We would prefer that you share the code with us by pushing it to a public repository in the hosting provider of your choosing. If you do not want to upload it to a public repository then you can zip up the repository folder on your machine and send it to us via email. If you go that route, please make sure that the .git folder is included.

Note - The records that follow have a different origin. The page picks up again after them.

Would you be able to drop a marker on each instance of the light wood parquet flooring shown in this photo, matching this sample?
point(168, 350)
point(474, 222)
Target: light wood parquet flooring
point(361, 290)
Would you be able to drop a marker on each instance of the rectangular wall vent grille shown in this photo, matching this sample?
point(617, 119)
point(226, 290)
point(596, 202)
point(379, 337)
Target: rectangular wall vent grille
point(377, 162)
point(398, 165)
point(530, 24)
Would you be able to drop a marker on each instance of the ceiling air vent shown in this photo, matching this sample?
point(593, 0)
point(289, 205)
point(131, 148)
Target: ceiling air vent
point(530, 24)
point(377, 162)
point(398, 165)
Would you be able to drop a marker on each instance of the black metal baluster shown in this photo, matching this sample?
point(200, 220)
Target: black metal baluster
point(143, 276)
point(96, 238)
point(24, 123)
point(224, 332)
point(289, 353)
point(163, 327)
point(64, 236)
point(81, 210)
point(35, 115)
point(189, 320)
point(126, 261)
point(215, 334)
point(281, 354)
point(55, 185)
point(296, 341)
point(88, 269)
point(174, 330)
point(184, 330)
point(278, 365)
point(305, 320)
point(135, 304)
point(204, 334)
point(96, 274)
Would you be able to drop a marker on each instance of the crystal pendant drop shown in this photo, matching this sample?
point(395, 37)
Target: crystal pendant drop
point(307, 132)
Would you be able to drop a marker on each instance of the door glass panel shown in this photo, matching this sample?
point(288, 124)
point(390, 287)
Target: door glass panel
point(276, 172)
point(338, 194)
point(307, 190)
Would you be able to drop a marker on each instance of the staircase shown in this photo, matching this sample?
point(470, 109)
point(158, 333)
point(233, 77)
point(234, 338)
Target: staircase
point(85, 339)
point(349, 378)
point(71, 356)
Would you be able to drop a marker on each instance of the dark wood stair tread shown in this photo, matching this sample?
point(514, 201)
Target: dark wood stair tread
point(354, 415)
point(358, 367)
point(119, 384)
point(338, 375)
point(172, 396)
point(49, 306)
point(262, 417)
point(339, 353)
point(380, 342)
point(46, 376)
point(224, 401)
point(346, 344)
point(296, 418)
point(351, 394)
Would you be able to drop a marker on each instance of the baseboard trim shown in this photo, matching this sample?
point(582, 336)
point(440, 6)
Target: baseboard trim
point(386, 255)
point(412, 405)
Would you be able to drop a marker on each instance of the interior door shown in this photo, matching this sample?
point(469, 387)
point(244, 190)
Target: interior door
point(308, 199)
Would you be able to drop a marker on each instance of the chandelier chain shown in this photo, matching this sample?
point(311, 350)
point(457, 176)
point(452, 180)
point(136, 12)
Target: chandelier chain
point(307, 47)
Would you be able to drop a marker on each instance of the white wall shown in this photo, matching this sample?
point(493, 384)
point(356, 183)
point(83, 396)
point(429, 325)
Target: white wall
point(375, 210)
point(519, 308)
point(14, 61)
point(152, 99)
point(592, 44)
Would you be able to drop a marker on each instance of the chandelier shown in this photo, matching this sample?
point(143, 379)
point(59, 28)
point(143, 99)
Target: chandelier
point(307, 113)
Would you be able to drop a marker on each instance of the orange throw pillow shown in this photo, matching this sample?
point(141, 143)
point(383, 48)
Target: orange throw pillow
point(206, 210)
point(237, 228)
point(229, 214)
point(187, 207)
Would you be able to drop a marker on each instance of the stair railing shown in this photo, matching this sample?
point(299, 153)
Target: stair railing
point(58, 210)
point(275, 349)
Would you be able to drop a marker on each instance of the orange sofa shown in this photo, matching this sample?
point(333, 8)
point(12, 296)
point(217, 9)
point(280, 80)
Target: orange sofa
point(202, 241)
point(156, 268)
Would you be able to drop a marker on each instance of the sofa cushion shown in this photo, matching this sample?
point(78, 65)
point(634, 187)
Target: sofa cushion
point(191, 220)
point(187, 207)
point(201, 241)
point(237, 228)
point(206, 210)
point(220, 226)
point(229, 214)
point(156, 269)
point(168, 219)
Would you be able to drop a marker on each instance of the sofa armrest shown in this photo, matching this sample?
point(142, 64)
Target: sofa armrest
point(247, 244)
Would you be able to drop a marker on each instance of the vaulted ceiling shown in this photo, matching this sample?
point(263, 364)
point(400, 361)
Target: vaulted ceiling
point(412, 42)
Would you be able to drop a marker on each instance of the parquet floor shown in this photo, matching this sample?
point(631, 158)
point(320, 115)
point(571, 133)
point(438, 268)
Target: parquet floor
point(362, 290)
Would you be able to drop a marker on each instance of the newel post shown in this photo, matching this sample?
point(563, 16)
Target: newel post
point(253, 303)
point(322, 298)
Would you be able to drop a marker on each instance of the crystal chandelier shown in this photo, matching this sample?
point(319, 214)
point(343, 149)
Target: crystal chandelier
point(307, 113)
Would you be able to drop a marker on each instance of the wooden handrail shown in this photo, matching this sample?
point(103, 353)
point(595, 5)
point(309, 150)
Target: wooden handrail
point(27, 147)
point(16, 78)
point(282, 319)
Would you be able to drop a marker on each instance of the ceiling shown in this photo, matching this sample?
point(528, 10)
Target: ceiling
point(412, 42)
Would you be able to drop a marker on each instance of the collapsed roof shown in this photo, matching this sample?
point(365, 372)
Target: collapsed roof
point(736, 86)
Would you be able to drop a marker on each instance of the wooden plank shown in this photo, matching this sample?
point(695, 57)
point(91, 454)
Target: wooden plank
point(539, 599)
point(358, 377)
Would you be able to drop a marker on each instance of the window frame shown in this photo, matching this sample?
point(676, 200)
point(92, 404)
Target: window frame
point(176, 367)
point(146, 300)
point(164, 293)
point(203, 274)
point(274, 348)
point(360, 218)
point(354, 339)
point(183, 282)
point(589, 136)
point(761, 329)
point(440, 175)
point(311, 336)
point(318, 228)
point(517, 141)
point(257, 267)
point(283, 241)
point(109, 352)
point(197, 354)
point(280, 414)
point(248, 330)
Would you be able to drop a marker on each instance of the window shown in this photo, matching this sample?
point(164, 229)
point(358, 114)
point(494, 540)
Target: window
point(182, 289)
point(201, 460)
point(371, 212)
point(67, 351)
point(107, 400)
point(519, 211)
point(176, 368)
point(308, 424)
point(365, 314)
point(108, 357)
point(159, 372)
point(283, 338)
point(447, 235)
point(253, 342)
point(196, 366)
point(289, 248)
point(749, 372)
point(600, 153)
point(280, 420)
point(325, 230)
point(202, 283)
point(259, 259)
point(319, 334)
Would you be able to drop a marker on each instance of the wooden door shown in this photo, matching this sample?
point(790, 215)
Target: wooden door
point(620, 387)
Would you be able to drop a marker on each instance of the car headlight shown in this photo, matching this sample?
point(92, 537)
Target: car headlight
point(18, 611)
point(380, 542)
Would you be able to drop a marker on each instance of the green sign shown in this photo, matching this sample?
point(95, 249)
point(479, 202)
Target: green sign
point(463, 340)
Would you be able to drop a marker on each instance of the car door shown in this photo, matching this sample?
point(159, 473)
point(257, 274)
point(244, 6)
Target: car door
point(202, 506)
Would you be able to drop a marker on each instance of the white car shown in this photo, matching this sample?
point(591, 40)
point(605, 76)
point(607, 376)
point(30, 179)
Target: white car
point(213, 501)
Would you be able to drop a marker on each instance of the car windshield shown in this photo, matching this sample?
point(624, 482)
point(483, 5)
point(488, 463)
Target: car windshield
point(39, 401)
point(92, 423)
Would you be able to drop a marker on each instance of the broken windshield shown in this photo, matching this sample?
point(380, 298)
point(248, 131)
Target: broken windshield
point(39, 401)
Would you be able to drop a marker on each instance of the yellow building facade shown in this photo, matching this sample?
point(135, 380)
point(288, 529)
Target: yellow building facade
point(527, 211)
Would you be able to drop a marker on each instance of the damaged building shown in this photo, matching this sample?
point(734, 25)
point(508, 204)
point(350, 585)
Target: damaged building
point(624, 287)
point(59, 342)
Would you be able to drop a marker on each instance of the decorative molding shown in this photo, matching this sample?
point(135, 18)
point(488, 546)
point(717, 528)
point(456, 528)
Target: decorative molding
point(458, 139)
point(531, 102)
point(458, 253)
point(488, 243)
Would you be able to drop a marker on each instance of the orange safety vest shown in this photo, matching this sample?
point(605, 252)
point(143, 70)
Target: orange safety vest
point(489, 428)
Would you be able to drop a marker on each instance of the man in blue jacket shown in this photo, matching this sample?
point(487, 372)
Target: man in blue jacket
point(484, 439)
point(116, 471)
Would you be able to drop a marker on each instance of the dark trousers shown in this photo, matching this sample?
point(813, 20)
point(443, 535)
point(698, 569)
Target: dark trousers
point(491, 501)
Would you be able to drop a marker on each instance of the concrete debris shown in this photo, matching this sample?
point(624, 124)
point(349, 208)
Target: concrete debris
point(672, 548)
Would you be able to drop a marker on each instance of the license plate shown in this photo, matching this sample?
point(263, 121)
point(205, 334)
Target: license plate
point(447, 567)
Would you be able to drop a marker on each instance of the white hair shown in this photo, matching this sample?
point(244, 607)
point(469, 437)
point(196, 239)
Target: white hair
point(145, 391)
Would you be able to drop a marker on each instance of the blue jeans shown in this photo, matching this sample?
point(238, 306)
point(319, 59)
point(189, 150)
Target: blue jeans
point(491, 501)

We recommend  that you use a Database IDE (e.g., DBeaver, Datagrip, etc.) to assist with query writing and data exploration. If you have any questions, please contact us and we will do our best to clarify anything that is unclear.

## Rules:
- The code should be stored in a git repository.
- With the exception of ***Pandas***, you can use any Python Packages you like.
- Do not edit the data in the **cms.sqlite** DB file.
- Your query results must be output in a _Pandas DataFrame (PD)_.
- Questions 4 and 5 are written answer questions where no code or SQL is necessary.
- Question 6 is a written answer question that may require code or SQL depending on your answer. This question can be thought of as a chance to share any observations you've made or perform a light EDA on the data. There are no right or wrong answers for this question.

# Questions

In [15]:
import pandas as pd
import sqlite3 as db

conn = db.connect("/kaggle/input/galacticsolutionsmission/cms.sqlite")
cur = conn.cursor()

 <font size='5'>1. Count how many Admin and Regular computers are in the database.</font>

In [16]:
query="SELECT COUNT(computer_type) AS CountAdminRegular FROM computers WHERE computer_type = 'Admin' OR 'Regular'"
comp_count = pd.read_sql(query,conn)
print(comp_count)

   CountAdminRegular
0                  8


<font size='5'>2a. Identify all non-admin computers with the programs **Bitwarden**, **Quickpass** or **1password** installed, please note that the listed program names may not match exactly to the program names in the database. Be sure to include the computer names, operating system, program names and program version in the PD output.</font>

In [17]:
query="SELECT DISTINCT(c.computer_name), c.operating_system,ip.program_name,ip.program_version FROM computers c INNER JOIN installed_programs ip on c.computer_name = ip.computer_name WHERE (ip.program_name = 'Quickpass' OR ip.program_name = '/Applications/Bitwarden.app' OR ip.program_name = '1password') AND (c.computer_type IS NOT 'Admin')"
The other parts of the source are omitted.